We can do this through several methods which include:
- Smart contracts and digital inspectors
In web 3 it is important to audit smart contracts. This will provide a deep dive by specialized firms that will inspect the contract. They will check the code for bugs and vulnerabilities before it goes live. While this is no holy grail, it helps weed out the most common problems with smart contracts.
- Decentralised Identity (DID)
On the internet, it's so hard to trust someone you have never seen. A digital identity allows you to prove things about yourself while not revealing your entire life to the public. Founders of the project can prove that their identity is linked to real world entities without doxxing themselves.
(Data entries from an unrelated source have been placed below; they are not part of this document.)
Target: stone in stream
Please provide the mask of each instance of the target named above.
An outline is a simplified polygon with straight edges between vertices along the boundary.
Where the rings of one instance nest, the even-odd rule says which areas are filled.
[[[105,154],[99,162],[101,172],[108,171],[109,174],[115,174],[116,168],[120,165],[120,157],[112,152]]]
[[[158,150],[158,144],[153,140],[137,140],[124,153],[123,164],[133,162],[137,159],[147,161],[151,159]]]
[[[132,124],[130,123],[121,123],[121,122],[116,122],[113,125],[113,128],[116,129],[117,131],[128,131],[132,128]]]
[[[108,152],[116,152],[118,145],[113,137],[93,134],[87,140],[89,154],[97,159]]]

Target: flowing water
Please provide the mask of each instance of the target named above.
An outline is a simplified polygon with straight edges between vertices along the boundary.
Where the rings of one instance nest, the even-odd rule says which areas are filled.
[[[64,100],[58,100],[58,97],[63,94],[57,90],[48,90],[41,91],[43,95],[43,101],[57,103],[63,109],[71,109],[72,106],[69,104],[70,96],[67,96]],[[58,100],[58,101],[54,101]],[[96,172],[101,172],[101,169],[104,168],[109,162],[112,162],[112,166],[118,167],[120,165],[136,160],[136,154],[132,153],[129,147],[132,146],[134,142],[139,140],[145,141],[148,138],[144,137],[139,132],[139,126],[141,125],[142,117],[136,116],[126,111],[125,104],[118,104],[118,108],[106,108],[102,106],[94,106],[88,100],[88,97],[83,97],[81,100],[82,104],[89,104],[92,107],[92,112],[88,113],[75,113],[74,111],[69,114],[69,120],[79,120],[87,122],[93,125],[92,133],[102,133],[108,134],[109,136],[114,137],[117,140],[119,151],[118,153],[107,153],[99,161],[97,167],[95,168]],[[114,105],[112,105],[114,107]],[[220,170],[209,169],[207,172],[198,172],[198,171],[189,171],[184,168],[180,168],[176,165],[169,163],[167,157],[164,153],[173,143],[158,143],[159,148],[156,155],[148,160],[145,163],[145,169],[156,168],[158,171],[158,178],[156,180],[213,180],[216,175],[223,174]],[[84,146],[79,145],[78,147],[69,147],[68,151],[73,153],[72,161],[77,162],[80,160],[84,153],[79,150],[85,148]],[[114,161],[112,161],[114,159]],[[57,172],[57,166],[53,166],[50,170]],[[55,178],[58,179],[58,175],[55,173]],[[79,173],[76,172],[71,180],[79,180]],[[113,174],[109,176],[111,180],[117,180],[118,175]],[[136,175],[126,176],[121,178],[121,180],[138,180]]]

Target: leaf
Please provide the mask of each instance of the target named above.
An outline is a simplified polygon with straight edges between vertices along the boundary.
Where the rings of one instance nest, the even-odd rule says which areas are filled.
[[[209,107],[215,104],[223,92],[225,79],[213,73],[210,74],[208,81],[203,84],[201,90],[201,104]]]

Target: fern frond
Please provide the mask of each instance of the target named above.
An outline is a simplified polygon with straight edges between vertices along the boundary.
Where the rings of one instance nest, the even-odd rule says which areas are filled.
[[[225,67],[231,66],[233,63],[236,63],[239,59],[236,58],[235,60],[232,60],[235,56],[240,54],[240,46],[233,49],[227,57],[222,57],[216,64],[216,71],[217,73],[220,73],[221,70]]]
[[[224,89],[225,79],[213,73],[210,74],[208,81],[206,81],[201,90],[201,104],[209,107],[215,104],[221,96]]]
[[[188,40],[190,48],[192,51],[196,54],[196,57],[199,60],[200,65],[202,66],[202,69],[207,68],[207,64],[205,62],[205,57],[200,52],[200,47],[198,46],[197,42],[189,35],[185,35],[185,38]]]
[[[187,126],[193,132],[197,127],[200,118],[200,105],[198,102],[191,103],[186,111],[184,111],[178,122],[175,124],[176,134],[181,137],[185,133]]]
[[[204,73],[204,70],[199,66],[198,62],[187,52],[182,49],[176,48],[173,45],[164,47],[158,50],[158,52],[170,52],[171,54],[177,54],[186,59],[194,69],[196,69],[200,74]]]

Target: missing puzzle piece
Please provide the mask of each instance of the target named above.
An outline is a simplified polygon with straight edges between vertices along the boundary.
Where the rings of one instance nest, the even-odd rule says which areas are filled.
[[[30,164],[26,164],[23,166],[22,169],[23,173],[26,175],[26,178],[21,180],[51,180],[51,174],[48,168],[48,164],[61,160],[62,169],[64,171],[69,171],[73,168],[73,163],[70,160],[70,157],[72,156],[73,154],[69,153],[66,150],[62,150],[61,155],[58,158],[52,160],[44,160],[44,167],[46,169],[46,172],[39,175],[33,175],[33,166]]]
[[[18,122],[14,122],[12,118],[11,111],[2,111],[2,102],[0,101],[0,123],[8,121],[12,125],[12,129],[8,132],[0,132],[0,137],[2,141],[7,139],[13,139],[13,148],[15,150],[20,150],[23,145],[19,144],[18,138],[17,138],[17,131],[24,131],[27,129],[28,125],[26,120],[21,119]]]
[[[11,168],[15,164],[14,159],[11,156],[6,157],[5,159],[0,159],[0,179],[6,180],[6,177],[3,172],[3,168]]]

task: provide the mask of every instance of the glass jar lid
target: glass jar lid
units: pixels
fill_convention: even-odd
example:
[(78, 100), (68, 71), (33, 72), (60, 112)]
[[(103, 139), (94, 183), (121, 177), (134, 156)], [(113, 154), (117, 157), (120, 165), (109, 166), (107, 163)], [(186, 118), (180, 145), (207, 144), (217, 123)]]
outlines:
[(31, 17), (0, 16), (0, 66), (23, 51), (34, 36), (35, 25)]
Users can use reputation scores, which makes them a trustworthy participant. The same concept is used in the Pixels game on the Ronin network. In the game, you cannot undertake some actions like buying and selling on the player market place or perform some actions without a certain amount of reputation points.
- On chain Justice systems
One of the biggest problems in web 3 is that there are no referees when disputes occur. However, the development of decentralised arbitration services can help in creating solutions. These services use a pool of human jurors that are staked with cryptocurrencies. If they vote with the majority, they will be rewarded, if not they will lose their stake. This creates an economic incentive for fair and objective rulings.
- Education
This is the most underrated but useful tool for consumer protection in web 3. There is a growing community emphasis on education as a tool to protect consumers from potential losses. Education helps people to spot phishing links, spot scams, understand risks and remember web 3 rules. To me, this is the best line of defence against web 3 risks on the blockchain.
- Insurance pools and DAO governance
Some web 3 projects are creating community insurance.This is a digital community that pays out when someone has been scammed. An example is the Nexus Mutual DAO which has paid over $20 million in claims since 2019. The funny thing is that they are not even a bank.
What we really need in web 3 and crypto
The goal in solving web 3 safety problems is not to do away with decentralisation but to ensure that we don’t normalise people losing their money.
We need better UX, we cannot be talking about full adoption of web 3 and blockchain technology when a beginner needs a 1 hour tutorial on how to use their wallet. That chases away a certain group of people from web 3, especially those that are not tech savvy.
Web 3 also needs clear liability frameworks. We need to know and specify who is responsible if a smart contract fails. It has to be someone from the DAO, Developers and the person who deployed it.
We also need at least a set of global standards, not different rules for every project. There are too many projects so the standards will help to govern behaviours and actions. What we have now creates chaos not decentralisation.
Conclusion and final thoughts
The web 3 journey is always evolving, and who knows it may lead us to web 4 or something completely new. However, while web 3 has been a very welcome innovation, it has its problems, and it's our duty to weave consumer protection directly into the web 3 decentralised fabric. After all, it would not make sense to bring back the same centralised systems we are running away from to web 3. A safer web 3 is possible, there is nothing wrong with being decentralised and safe at the same time.
This is just a personal opinion after all, what do you all think?